Esta disponibilidad previa y mutua que sugieren las Constituciones no significa desaparición progresiva de la comunicación. Es inconcebible igualmente hacerla eventual, reducida al azar de encuentros ocasionales. La responsabilidad de las Hermanas Sirvientes está gravemente comprometida en esta falta de relaciones personales.
El encuentro debe decidirse de común acuerdo, para que vaya por ambas partes, precedido de la oración, y los corazones estén así deliberadamente encaminados hacia la caridad, y ambas dispuestas a acogerse con amor. «En este encuentro, Hermana Sirviente y compañera tienen ambas que aportar y que recibir»,12 dicen las Constituciones. La Hermana Sirviente se pone primero a disposición de escucha y de receptividad. Sabe que la consagración repercute en todos los aspectos de la vida y que es posible ayudarse mutuamente a vivir su radicalismo con mayor autenticidad.
Afirmar que se pueden decir todos los problemas, comentarlos ante toda la Comunidad, equivale muchas veces a reducir a las Hermanas al silencio sobre sus verdaderas dificultades. Reducir toda la vida comunitaria sólo al diálogo de grupo, es perder poco a poco la dimensión personal, por otra parte tan fuertemente reclamada.
La Hermana Sirviente, consciente de su responsabilidad, está atenta a la comunicación con su compañera. Trata de acercársele a través de las preguntas que le plantea. Para una y otra es también el momento de reflexionar sobre un esfuerzo común, no debe temer reconocer sus deficiencias, sus capitulaciones, sus faltas de atención y de pedir con la misma sencillez, la ayuda y el apoyo de la compañera que tiene delante.
Algunos ejemplos amenazan la vida fraterna. He evocado la falta de benevolencia. Hay que citar también el egoísmo, que contiene un fermento que desune la comunidad. La Hermana Sirviente debe inquietarse si una Hermana no se presta nunca para un servicio común, si no ve las necesidades de las demás, si no toma parte en el intercambio, rehuye el recreo, está triste. La tendrá muy presente en la oración y procurará buscar un encuentro personal. Del mismo modo, una vida fraterna en la que los intercambios son ocasión de descargas agresivas, silencios de disgusto, actitudes pasivas indiferentes, hay que considerarla también en la oración y hacer un examen detenido en la revisión comunitaria.

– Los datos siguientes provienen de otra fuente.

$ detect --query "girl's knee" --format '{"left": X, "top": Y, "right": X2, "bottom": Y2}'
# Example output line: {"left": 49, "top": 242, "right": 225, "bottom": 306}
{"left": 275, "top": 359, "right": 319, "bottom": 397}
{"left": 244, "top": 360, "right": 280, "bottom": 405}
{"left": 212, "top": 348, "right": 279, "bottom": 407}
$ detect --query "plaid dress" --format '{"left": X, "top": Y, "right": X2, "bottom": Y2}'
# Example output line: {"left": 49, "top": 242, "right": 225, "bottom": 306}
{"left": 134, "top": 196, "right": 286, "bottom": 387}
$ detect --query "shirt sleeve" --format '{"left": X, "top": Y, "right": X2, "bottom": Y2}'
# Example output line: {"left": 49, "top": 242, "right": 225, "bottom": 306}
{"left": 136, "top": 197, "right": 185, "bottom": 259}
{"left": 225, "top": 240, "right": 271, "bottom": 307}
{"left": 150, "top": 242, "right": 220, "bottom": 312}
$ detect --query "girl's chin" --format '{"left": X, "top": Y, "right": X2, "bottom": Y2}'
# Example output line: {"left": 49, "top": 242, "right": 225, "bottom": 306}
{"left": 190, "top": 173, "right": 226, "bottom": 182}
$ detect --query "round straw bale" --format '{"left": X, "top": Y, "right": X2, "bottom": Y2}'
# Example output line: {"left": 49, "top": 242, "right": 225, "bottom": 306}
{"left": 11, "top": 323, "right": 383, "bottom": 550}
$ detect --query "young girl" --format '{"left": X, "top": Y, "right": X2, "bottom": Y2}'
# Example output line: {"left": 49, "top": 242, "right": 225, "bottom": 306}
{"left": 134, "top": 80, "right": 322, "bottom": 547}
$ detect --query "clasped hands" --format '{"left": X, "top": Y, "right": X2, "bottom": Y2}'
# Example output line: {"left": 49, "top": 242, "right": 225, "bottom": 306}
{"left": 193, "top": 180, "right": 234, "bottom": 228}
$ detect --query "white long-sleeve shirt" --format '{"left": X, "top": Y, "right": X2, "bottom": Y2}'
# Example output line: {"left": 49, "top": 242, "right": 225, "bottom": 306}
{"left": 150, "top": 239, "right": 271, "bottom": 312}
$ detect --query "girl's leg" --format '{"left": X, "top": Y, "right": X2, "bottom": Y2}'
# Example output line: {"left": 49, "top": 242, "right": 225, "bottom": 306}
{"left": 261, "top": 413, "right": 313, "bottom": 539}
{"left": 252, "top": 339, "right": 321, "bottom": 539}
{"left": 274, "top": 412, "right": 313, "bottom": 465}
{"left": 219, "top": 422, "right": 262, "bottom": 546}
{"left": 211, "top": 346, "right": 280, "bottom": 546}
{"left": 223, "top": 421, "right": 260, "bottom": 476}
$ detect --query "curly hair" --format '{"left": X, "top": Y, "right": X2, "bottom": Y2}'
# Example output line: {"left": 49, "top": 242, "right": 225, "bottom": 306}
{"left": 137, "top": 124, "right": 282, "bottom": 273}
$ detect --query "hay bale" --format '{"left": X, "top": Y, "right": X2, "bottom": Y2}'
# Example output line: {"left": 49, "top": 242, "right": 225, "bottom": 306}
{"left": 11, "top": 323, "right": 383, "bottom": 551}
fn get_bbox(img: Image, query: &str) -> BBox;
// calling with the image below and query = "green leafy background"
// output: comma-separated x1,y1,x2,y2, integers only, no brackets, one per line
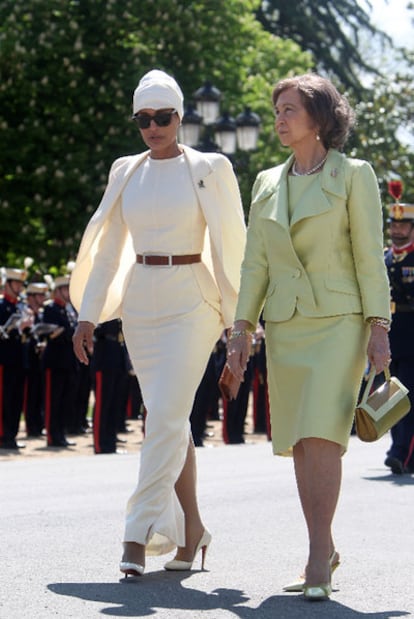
1,0,413,278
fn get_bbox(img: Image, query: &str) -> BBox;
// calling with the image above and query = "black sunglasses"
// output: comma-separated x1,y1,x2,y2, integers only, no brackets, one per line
132,109,177,129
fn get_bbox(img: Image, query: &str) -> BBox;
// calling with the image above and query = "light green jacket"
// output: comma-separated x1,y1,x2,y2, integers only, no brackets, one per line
235,149,391,326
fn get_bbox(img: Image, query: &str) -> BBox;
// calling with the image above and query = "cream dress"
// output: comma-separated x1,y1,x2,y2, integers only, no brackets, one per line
120,154,223,554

Por el contrario, en las comunidades donde reina una verdadera vida fraterna, se observa una gran capacidad de acogida, sobre todo, con los pobres, una singular capacidad de hacer frente, serenas, a los imprevistos, una posibilidad de adaptación y un espíritu de creatividad para no dejar una llamada sin respuesta. De este modo, se desprende de la comunidad fraterna, como dice el Vaticano II, «una poderosa energía apostólica».
Trataré de resumir en unas frases lo que constituye las líneas fuerza que guíen a la Hermana Sirviente como animadora de la vida fraterna en el seno de su Comunidad:
Humildad para reconocer sus errores e impedir el bloqueo o la tirantez de sus Hermanas, unida al valor necesario para disipar los malentendidos y reparar torpezas.
Deseo de la verdad, de lograr una franqueza real en sus palabras para evitar la confusión y la ambigüedad en sus relaciones personales y comunitarias.
Pobreza espiritual para liberarse lo más posible interiormente. Prontitud para el perdón y olvido de los malos procederes y mezquindades.
Una capacidad de amor que se dilate constantemente, que la lleve a arrastrar a sus Hermanas por encima de las diferencias, la unión es signo misionero.
Por último, la certeza de que las tensiones y dificultades son incitación a la oración, que la armonía y la expansión son fruto del amor y de la gracia, y que nunca amará demasiado.